Review | Klaus
Many games in the world today are very inspired by other forms of media, whether they be movies, books, or even animation. La Cosa Studios’ Klaus is just one of those titles that feels like an homage to other works before it, without stealing any ideas or completely focusing on one particular feature. The animation, the colors, the dialogue and typography, all of it shows symbolic resonance that makes Klaus stand out on it’s own, and that makes for a truly engaging experience. In fact, “experience” is just the right word for Klaus, as even the game describes itself as such.
Set in a large corporate building, the game starts players out on the basement floor as the main character wakes up with no memory of who he is, where he is from, and what his purpose is. All he knows is that he has a tattoo on his arm that reads “Klaus”, making him assume this to be his name. From this moment on, players join our protagonist on a journey of existentialism and discovery, moving through a color coded series of levels as the narrative unfolds.
The presentation of Klaus works rather well, as it uses a minimalist approach for various details. Voices are left to various grunts and groans, some of which felt reminiscent to the sound of a Big Daddy from BioShock. Music is very relaxed and often has moments of serene silence where the player gets a chance to hear more of the inner workings of the environment around them. Dialogue is delivered through well placed typography, given by the various characters or even the “player” themselves, as the “player” is actually given a real role in the narrative, helping to manipulate the environment for “Klaus” by using the touch pad on the Dual Shock 4 controller.
Moving on from presentation, it’s difficult to talk about the game without spoiling too much, but eventually the protagonist meets another playable character that goes by the name of K1. “Klaus” is the brains of the two, having abilities like hacking computer terminals and double jumping, whereas K1 is the brawn, having melee attacks like uppercuts and ground slams and the ability to glide. Players can take control of both players simultaneously or individually, allowing a level of control that works best for them.

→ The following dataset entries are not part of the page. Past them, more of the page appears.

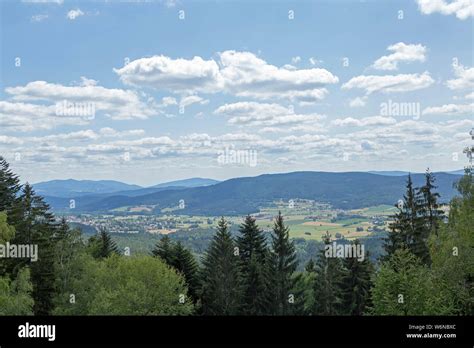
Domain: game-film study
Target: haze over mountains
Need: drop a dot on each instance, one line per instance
(244, 195)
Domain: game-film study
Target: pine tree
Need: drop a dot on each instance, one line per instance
(283, 265)
(221, 288)
(164, 249)
(253, 264)
(103, 245)
(430, 207)
(37, 227)
(408, 229)
(183, 261)
(356, 283)
(9, 188)
(328, 291)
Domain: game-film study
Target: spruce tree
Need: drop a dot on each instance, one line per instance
(164, 249)
(408, 229)
(328, 292)
(184, 262)
(356, 283)
(103, 245)
(253, 264)
(221, 281)
(432, 213)
(283, 265)
(37, 227)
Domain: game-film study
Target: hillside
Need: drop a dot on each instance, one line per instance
(244, 195)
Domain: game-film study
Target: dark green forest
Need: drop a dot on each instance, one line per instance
(427, 267)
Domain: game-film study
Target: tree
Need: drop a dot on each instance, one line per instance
(164, 249)
(405, 286)
(7, 232)
(102, 245)
(253, 265)
(135, 285)
(15, 296)
(452, 249)
(328, 291)
(409, 228)
(356, 283)
(184, 262)
(429, 204)
(37, 227)
(221, 287)
(283, 265)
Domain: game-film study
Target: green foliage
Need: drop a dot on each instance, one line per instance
(452, 249)
(283, 264)
(7, 232)
(328, 291)
(356, 283)
(253, 254)
(404, 286)
(221, 288)
(15, 296)
(119, 285)
(102, 245)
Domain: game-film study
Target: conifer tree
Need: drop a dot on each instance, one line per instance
(283, 265)
(103, 245)
(356, 283)
(221, 287)
(328, 292)
(253, 265)
(164, 249)
(183, 261)
(37, 227)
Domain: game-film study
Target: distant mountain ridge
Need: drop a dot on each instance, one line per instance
(245, 195)
(77, 188)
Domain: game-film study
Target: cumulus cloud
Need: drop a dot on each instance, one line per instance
(463, 9)
(390, 83)
(363, 122)
(401, 53)
(242, 74)
(73, 14)
(358, 102)
(263, 114)
(114, 103)
(464, 78)
(450, 109)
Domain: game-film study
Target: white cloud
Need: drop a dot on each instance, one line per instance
(263, 114)
(401, 53)
(242, 74)
(73, 14)
(390, 83)
(463, 9)
(39, 18)
(464, 78)
(358, 102)
(363, 122)
(114, 103)
(296, 60)
(192, 99)
(24, 117)
(450, 109)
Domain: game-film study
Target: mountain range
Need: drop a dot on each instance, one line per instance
(348, 190)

Each floor of the building has a specific theme, and usually new elements of gameplay revolve around such themes. For example, the Electric floor introduces walls that give off a static energy, allowing for both characters to wall jump. The Ducts floor introduces fans that allow characters to float or essentially “fly” to various platforms. Not only do the floors introduce new features, but even the levels within them, or chapters as they call them, as they offer new methods in the level design with each passing stage. The Glitch world, while not exactly a floor, is a personal favorite as well, introducing truly out there ideas like moving exits and infinite loops. The pacing of the game truly is impressive as no chapter really drags on, and just before the game could overstay it’s welcome, it ends with a pretty worthwhile climax.
One thing to mention as well is that each chapter has a bonus stage on it, each floor holding six door pieces that unlock a memory segment for “Klaus”. Each memory segment reveals new information about the main character, touching upon the narrative more and even allowing for an alternate true ending once all memories are collected. The bonus stages themselves are rather inventive, themed off of various traits of the protagonist like being left-handed or being a hard worker. Even when all the memories on a floor are collected, the player actually plays through the memory like a stage, providing a sort of tour through the narrative.
This isn’t to say that Klaus is a perfect game, as there are flaws that can irritate players. Sometimes a chapter begins with a weird zoomed in camera view of the protagonists, though this issue seemed to go away after some recent updates to the game. The only issue that seemed to remain would be the responsiveness of the controls, as some of the platforming can be a bit finicky. For example, a player could drop down with the run button held down and even if they fall straight using a wall to line them up, they might actually shift forward more when they land, as if there was momentum pushing them forward but there shouldn’t have been in the first place. It’s a minor issue but something that is still noticeable.
Klaus is a game that does well not to take too much time in a player’s hands. It has a fantastic difficulty curve and really creative ideas that truly make it a unique platforming experience. While it might take a bit for the story to truly engage the player, it’s well worth unlocking the true ending. Even just unlocking the various memories and revealing tidbits about certain characters can prove to be truly emotional. It just goes to show that La Cosa Studios’ debut title is a true experience that one must take in from start to finish.